I'm glad I made up with Illy and Mel.  I shouldn't of yelled at them to begin with.  I was so angry and now that I look back at it it seems rather silly.  What warms my heart the most is that both of them approve of Jaen.  It shouldn't matter to me what anyone thinks but this is my family!  Of course their approval means everything to me!  I don't think they see that though.  Illy and Mel are so swept up in each other.  It's cute and kinda weird.  I mean....I knew...KNEW they liked each other and they finally said it.  But of course neither one of them are going to do a damned thing about it.  So what if he's dead?  Illy was dead for like...a day or two.  Besides Mel is sort of...well...preserved.  Kinda.  But I'm not Illy .  However I finally understand her devotion to him.  Everything she does for him.  And everything Xyn does for Illy -for- Mel.   Mel is waging his own war it seems.  Him and Eriene were always friends but everyone says there's so much sexual tension.  They have gotten much closer since Eriene's husband had disappeared.

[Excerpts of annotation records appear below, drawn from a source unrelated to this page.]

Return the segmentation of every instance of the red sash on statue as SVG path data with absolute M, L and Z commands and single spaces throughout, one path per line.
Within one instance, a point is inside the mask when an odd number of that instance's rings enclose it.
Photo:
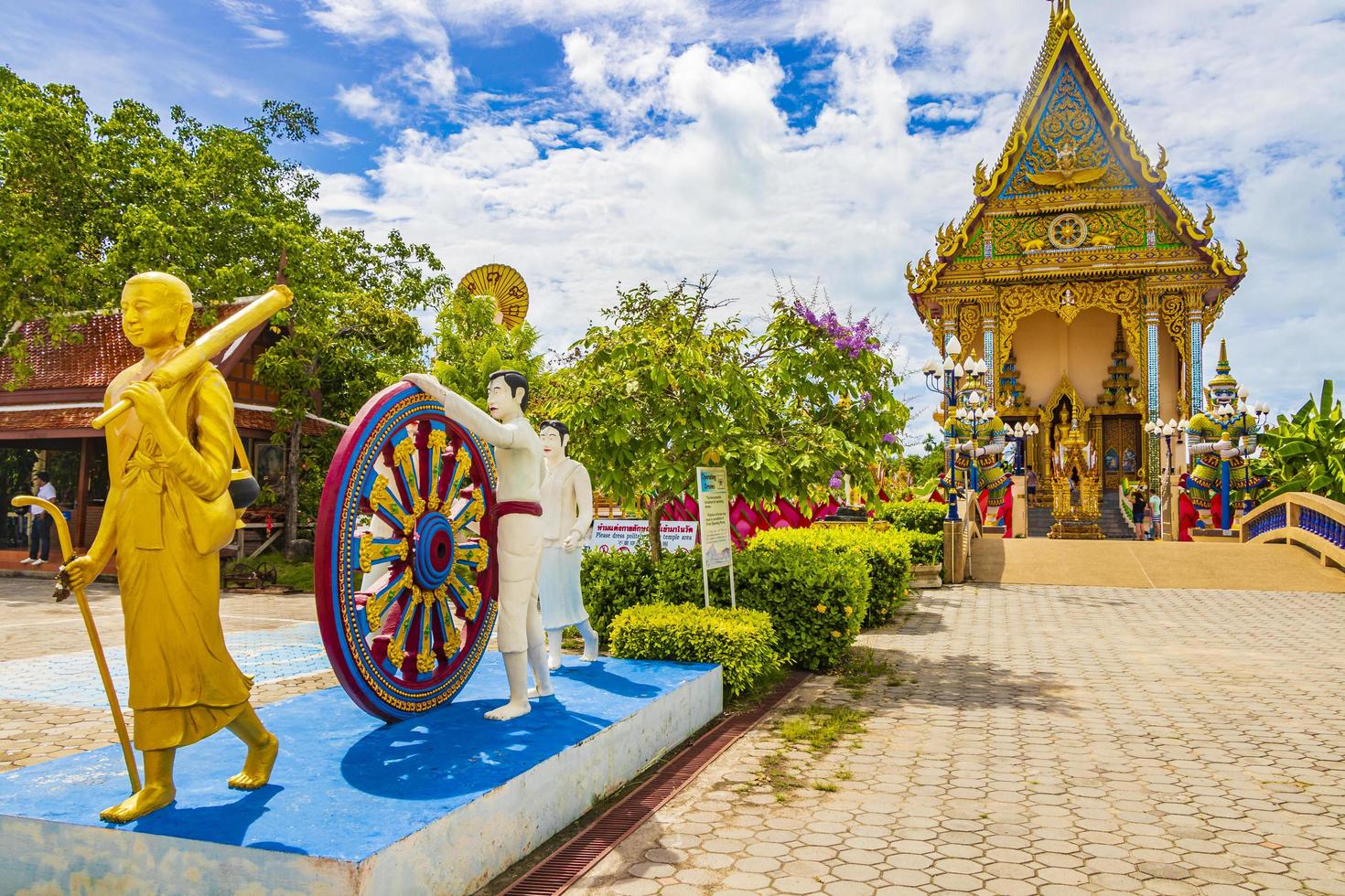
M 499 501 L 490 509 L 490 512 L 482 519 L 482 536 L 486 543 L 491 545 L 491 551 L 496 549 L 496 535 L 499 532 L 499 524 L 502 516 L 510 516 L 511 513 L 522 513 L 523 516 L 542 516 L 542 505 L 537 501 Z M 495 599 L 499 599 L 500 594 L 500 564 L 491 564 L 491 580 L 490 580 L 491 594 Z

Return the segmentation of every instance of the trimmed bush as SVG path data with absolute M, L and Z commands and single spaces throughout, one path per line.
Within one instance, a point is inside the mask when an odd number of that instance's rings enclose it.
M 737 555 L 734 555 L 734 560 Z M 728 570 L 710 570 L 710 592 L 722 579 L 724 606 L 729 606 Z M 664 551 L 654 575 L 654 594 L 650 602 L 705 604 L 705 583 L 701 580 L 701 549 Z
M 650 603 L 623 610 L 611 631 L 616 657 L 720 664 L 730 697 L 780 670 L 771 617 L 756 610 Z
M 654 600 L 654 560 L 648 551 L 585 551 L 580 587 L 593 630 L 607 642 L 612 621 L 627 607 Z
M 803 539 L 753 539 L 733 556 L 738 606 L 771 615 L 785 664 L 824 672 L 845 657 L 869 609 L 873 582 L 857 559 Z M 702 603 L 701 555 L 663 555 L 655 592 L 668 603 Z M 710 571 L 710 602 L 729 606 L 728 570 Z
M 911 547 L 912 566 L 939 566 L 943 563 L 943 533 L 897 532 Z
M 736 562 L 738 606 L 771 614 L 794 665 L 826 672 L 845 658 L 869 611 L 865 563 L 800 539 L 753 539 Z
M 872 588 L 862 627 L 872 629 L 892 619 L 911 587 L 911 547 L 907 532 L 847 524 L 807 529 L 772 529 L 753 543 L 803 543 L 850 559 L 858 555 L 869 570 Z
M 937 501 L 890 501 L 873 509 L 873 519 L 886 520 L 894 529 L 943 535 L 948 508 Z

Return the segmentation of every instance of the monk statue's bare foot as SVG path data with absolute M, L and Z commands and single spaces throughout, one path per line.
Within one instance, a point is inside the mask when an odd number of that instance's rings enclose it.
M 280 739 L 268 731 L 266 740 L 261 746 L 247 748 L 243 770 L 229 779 L 229 786 L 234 790 L 257 790 L 266 786 L 270 770 L 276 766 L 277 752 L 280 752 Z
M 495 707 L 486 713 L 486 717 L 491 721 L 508 721 L 510 719 L 518 719 L 531 712 L 533 708 L 527 705 L 527 700 L 521 700 L 518 703 L 510 700 L 503 707 Z
M 128 821 L 134 821 L 148 815 L 156 809 L 163 809 L 171 803 L 176 795 L 178 791 L 171 785 L 168 787 L 164 787 L 163 785 L 145 785 L 116 806 L 104 809 L 98 813 L 98 818 L 112 822 L 113 825 L 125 825 Z

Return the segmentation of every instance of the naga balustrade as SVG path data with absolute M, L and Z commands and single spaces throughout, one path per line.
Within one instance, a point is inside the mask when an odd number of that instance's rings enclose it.
M 1290 492 L 1243 514 L 1241 541 L 1283 541 L 1315 553 L 1322 566 L 1345 570 L 1345 504 L 1309 492 Z

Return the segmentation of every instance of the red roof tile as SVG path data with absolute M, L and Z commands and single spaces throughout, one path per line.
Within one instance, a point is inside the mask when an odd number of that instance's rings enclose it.
M 218 320 L 225 320 L 243 306 L 242 302 L 219 309 Z M 199 312 L 198 312 L 199 313 Z M 203 328 L 192 325 L 188 340 Z M 15 391 L 56 388 L 105 388 L 121 371 L 141 359 L 140 349 L 126 341 L 121 332 L 121 313 L 89 314 L 70 328 L 78 333 L 78 343 L 47 340 L 47 321 L 28 321 L 19 328 L 17 337 L 28 345 L 28 364 L 32 375 Z M 13 379 L 13 360 L 0 357 L 0 386 Z
M 87 430 L 73 435 L 97 435 L 90 429 L 90 422 L 102 407 L 51 407 L 42 410 L 7 411 L 0 406 L 0 442 L 23 438 L 22 433 L 36 433 L 46 430 Z M 234 408 L 234 426 L 239 430 L 261 430 L 264 433 L 276 431 L 276 418 L 265 411 L 250 407 Z M 331 426 L 323 420 L 308 418 L 304 420 L 307 435 L 320 435 Z
M 54 407 L 40 411 L 5 411 L 0 407 L 0 433 L 36 430 L 86 430 L 102 407 Z

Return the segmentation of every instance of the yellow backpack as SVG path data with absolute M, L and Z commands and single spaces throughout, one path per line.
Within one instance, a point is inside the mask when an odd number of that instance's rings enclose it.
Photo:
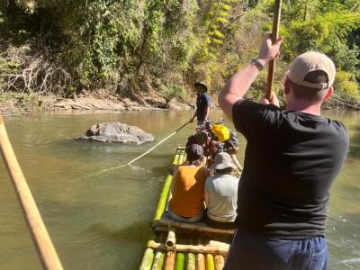
M 212 124 L 211 130 L 218 141 L 228 140 L 230 137 L 230 132 L 223 124 Z

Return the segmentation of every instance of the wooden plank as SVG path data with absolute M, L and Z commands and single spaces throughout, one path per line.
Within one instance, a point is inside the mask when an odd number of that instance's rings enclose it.
M 215 235 L 224 235 L 232 236 L 235 230 L 225 230 L 225 229 L 216 229 L 207 226 L 205 223 L 194 222 L 194 223 L 185 223 L 173 220 L 168 217 L 163 217 L 158 221 L 153 223 L 154 230 L 158 230 L 158 227 L 173 228 L 176 230 L 181 230 L 184 232 L 194 232 L 194 233 L 205 233 L 205 234 L 215 234 Z
M 194 246 L 194 245 L 180 245 L 176 244 L 174 249 L 169 249 L 163 243 L 157 243 L 153 240 L 148 242 L 148 247 L 154 249 L 160 250 L 176 250 L 176 252 L 194 252 L 194 253 L 206 253 L 206 254 L 213 254 L 213 255 L 222 255 L 227 256 L 229 252 L 229 248 L 224 248 L 224 247 L 216 247 L 216 246 Z

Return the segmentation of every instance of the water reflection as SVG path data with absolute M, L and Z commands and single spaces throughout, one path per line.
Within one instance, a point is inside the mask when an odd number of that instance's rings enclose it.
M 348 158 L 331 190 L 329 269 L 360 269 L 360 113 L 324 113 L 345 122 L 351 136 Z M 102 112 L 5 118 L 14 150 L 65 269 L 137 269 L 174 149 L 184 145 L 194 127 L 186 126 L 134 166 L 96 173 L 140 156 L 192 114 L 190 111 Z M 222 116 L 220 111 L 212 115 L 214 121 Z M 157 140 L 140 146 L 72 140 L 103 122 L 137 125 Z M 242 161 L 246 141 L 240 137 L 239 143 Z M 39 269 L 2 163 L 0 184 L 0 269 Z

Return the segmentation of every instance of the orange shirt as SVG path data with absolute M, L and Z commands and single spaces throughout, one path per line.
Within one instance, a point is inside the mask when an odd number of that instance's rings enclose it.
M 171 211 L 176 214 L 191 218 L 203 208 L 204 184 L 208 172 L 203 166 L 180 166 L 173 179 Z

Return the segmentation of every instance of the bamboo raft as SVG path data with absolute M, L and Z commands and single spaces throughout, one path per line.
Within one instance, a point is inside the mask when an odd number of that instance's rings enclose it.
M 238 165 L 236 157 L 234 163 Z M 173 165 L 186 160 L 184 148 L 176 151 Z M 238 167 L 241 170 L 241 166 Z M 234 230 L 215 229 L 203 222 L 185 223 L 170 219 L 172 175 L 167 175 L 151 222 L 153 237 L 148 241 L 140 270 L 221 270 Z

Guh.  All of this seems pointless compared to the war and the plague and other such things.  But I mean.  if we are all going to die tomorrow shouldn't we live for today?  Throw caution to the wind?  Try our best to be happy every single day?

I'm taking that tone with Jaen.  He surprised me last night by initiating a little "love session" as I like to call them.  We have still not gone all the way but it doesn't mean we haven't tried other things.  That man....that man that man...those big hands all over me, big and calloused from work but still gentle as if I was porcelain.  I think I had my first...thing.  Orgasm.  It was intense.  I was so embarrassed afterwards from all my noises and moving around so much!  I thought I would go insane.  But when it happened everything just melted away.  Every worry, pain, and fear was gone.  I never slept so good.  I don't think I moved a muscle.  When I woke up this morning I was right where I had been when I went to sleep, Jaens arm wrapped around me tight.  You'd think with that big ole nose of his he would snore like a kodo but he doesn't!  

No matter how bad of a day I have, he always makes it better.  I'm so lucky its mind boggling.  I need to make sure I tell him that every day.    Because life is short.